Site Reliability Developer (python/java) / SRE
WatchGuard Technologies • ESGoJavaPython Hybrid/Remote
WatchGuard embraces a Flexible Work Philosophy. Most of our employees can choose to work from the office, at home, or any combination of the two. We’ve built a global workforce of outstanding team members and a flexible culture built on trust, collaboration, and belonging.
Who you are:
You are a customer-focused, data-driven developer who has a passion for delivering the best customer experience possible. You enjoy the thrill of coordinating and troubleshooting production issues and want to proactively find and fix issues.

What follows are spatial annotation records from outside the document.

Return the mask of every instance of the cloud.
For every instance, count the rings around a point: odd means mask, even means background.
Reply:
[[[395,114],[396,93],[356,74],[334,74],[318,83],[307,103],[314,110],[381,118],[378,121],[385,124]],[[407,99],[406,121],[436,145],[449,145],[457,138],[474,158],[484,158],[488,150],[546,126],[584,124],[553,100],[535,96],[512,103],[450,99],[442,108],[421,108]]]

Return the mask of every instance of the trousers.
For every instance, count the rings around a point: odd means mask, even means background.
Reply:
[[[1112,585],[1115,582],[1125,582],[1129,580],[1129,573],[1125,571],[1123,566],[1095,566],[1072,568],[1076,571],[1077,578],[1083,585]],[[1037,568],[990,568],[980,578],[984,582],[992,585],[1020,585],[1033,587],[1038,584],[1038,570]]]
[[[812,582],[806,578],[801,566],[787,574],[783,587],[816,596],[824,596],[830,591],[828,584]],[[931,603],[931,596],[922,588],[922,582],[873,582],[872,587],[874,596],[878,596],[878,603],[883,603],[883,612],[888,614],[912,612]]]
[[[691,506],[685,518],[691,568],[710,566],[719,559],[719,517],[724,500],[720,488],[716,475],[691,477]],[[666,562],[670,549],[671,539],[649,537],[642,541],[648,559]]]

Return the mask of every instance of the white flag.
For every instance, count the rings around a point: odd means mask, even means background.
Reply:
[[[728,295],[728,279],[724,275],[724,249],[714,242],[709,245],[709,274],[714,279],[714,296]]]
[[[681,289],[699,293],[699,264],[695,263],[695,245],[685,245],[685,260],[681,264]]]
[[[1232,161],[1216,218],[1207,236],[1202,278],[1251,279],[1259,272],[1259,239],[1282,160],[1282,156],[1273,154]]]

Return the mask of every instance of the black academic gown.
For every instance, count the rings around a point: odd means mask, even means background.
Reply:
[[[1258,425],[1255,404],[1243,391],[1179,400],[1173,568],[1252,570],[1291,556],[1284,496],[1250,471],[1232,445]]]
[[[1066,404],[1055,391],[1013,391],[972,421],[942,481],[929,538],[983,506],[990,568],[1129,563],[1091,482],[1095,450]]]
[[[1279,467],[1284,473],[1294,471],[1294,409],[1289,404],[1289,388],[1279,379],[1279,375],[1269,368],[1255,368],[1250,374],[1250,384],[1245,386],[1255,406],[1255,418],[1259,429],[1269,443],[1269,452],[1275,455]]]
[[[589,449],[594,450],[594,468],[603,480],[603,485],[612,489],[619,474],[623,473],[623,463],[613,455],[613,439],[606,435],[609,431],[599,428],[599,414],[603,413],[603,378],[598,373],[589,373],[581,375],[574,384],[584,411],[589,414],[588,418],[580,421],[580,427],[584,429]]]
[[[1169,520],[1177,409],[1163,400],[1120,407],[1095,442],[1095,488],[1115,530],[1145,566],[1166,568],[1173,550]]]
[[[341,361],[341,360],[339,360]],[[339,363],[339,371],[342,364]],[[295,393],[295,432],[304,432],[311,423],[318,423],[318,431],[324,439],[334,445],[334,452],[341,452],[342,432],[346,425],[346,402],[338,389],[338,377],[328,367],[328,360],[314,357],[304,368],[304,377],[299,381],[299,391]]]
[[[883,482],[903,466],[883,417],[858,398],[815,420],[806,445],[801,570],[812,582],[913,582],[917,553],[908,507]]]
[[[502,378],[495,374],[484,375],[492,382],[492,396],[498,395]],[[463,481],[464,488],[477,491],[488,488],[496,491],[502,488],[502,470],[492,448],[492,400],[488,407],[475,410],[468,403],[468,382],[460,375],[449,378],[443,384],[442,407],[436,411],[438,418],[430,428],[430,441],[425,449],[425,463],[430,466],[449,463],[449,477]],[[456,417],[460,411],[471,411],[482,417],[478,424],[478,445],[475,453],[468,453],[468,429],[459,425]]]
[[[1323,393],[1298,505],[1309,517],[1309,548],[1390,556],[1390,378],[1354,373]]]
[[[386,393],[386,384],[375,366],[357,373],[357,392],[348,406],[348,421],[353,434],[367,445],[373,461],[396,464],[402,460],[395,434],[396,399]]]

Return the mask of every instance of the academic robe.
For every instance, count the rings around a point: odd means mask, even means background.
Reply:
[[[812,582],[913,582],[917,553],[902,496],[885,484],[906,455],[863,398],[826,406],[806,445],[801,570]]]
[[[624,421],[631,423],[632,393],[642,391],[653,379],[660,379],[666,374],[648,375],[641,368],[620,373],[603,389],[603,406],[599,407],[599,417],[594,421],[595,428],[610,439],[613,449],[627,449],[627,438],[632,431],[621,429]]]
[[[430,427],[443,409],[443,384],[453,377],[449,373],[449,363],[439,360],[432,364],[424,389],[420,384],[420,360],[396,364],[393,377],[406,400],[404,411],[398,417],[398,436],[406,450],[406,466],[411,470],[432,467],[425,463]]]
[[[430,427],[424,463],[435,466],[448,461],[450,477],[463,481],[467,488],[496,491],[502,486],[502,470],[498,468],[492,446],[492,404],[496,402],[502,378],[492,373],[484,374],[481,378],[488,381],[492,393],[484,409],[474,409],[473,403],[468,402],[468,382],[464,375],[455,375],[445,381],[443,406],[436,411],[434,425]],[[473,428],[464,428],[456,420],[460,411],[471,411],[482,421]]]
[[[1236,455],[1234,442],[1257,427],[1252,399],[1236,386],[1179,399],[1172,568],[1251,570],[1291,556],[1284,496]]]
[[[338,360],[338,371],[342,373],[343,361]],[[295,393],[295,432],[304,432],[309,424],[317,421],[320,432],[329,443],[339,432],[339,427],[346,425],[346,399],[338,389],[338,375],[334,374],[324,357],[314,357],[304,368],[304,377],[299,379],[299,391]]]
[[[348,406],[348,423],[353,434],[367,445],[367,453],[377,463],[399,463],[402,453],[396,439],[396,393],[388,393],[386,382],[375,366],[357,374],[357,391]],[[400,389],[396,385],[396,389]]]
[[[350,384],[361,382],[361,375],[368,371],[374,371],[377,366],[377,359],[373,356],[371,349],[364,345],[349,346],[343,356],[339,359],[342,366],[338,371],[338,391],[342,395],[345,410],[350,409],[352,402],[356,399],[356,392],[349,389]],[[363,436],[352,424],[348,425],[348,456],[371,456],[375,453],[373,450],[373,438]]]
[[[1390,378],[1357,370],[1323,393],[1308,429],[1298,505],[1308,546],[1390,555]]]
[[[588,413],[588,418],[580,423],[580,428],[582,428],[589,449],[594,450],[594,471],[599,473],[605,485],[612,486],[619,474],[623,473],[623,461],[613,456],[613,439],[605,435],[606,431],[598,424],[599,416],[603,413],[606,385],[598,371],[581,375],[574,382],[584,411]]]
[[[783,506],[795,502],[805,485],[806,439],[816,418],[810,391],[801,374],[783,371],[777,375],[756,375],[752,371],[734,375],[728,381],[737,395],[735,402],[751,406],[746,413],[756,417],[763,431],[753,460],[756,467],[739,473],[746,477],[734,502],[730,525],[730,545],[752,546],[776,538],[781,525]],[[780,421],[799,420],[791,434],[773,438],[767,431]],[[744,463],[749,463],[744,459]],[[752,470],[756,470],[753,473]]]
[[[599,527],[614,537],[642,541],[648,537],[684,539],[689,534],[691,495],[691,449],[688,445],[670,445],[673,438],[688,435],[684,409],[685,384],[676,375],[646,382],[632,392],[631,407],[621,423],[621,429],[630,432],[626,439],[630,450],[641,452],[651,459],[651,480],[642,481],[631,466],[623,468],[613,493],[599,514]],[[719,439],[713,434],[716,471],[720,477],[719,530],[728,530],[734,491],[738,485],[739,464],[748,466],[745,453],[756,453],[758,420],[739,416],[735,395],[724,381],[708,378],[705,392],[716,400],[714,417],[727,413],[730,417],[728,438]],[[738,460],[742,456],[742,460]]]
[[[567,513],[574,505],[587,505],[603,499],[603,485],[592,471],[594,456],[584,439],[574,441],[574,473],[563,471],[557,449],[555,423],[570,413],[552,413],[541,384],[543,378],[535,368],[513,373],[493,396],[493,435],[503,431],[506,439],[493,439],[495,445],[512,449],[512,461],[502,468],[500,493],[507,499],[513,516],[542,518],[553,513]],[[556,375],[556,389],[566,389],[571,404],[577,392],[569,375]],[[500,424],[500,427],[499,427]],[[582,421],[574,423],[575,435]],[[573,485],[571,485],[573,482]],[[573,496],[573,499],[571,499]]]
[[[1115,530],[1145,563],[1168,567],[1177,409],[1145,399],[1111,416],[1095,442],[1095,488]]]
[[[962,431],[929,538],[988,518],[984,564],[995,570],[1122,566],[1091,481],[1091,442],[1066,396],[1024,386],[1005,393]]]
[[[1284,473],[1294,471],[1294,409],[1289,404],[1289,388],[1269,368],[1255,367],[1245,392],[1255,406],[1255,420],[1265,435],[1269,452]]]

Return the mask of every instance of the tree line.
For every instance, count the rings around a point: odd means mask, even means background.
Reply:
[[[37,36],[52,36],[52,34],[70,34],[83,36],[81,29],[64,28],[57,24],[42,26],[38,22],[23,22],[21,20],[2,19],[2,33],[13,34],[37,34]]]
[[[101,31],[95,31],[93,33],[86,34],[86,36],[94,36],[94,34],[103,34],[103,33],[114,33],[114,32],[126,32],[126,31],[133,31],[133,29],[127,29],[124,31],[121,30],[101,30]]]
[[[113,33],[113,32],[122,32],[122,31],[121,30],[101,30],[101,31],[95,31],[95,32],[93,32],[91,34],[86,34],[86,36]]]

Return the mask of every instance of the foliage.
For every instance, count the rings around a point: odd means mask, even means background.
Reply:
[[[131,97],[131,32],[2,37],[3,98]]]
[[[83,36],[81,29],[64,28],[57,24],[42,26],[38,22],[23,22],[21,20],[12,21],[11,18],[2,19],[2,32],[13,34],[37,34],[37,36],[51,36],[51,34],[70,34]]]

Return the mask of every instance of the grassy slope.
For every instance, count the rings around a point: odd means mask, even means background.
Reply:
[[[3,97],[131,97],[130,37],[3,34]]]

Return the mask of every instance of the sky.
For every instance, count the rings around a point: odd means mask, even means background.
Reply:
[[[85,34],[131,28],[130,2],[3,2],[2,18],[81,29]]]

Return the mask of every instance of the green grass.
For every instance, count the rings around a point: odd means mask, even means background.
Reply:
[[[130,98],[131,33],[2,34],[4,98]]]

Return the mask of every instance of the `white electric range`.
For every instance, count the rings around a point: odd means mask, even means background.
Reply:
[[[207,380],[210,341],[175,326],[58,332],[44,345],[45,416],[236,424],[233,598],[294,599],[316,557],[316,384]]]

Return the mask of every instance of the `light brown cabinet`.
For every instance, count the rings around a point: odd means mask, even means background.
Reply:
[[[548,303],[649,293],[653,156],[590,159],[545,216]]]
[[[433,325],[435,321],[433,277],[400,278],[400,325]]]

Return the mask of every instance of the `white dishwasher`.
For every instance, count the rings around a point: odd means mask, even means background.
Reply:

You have an understanding of cloud technologies, automation, everything-as-code, networking, microservice architectures, object-oriented design, SRE and DevOps cultures, proficiency in Python, Java, or Go programming and a desire to learn others.
You come with proven knowledge of software engineering best practices for the full software development lifecycle including coding standards, code reviews, security, source control management, build processes, automated testing, deployment, monitoring, chaos engineering, and automated self-healing operations. As well as knowledge of tools and technologies like CloudFormation, Terraform, New Relic, Lambda, Serverless, Elasticsearch, Docker, Kubernetes, Spark, Flink, Jenkins, GitHub, Artifactory, Jira, etc.
You are able to lead production incident response and postmortems through your strong analytical and problem-solving abilities as well as verbal and written communication skills.
What to expect as a member of the SRE team in WatchGuard:
The WatchGuard SRE team owns the reliability and security of our production cloud environments alongside our application development teams to ensure we deliver the best possible experience to our customers. As you learn more about our systems, you will be:
• Ensuring smooth production operations with development teams and leading large-scale event response.
• Defining operational and security policies, standards, and processes for our development teams to follow.
• Guiding our development teams through the process of establishing, monitoring, and achieving their service level agreements through the definition of service level indicators and objectives.
A Typical Day in the Life of a Site Reliability Developer, SRE Team at WatchGuard:
As a SRE at WatchGuard, a “typical” day may have you:
• Working side-by-side with our application teams in production AWS, Azure, and hybrid cloud environments to ensure proper monitoring, security, reliability, automation, and support are in place.
• Driving an operational excellence culture throughout WatchGuard with the simplification, automation, analysis, and evolution of our activities and processes.
• Championing security and operational best practices to become known as a cloud expert by the rest of our development teams located across the globe.
• Striving to provide the best possible customer experience even when things go wrong by participating in our on-call rotation and then coordinating and leading the production troubleshooting efforts.
• Using your programming skills to develop automation or assist with debugging and fixing complex production issues.
• Being curious, learning new things, and then sharing your knowledge through documentation, presentations, and guidance to other teams.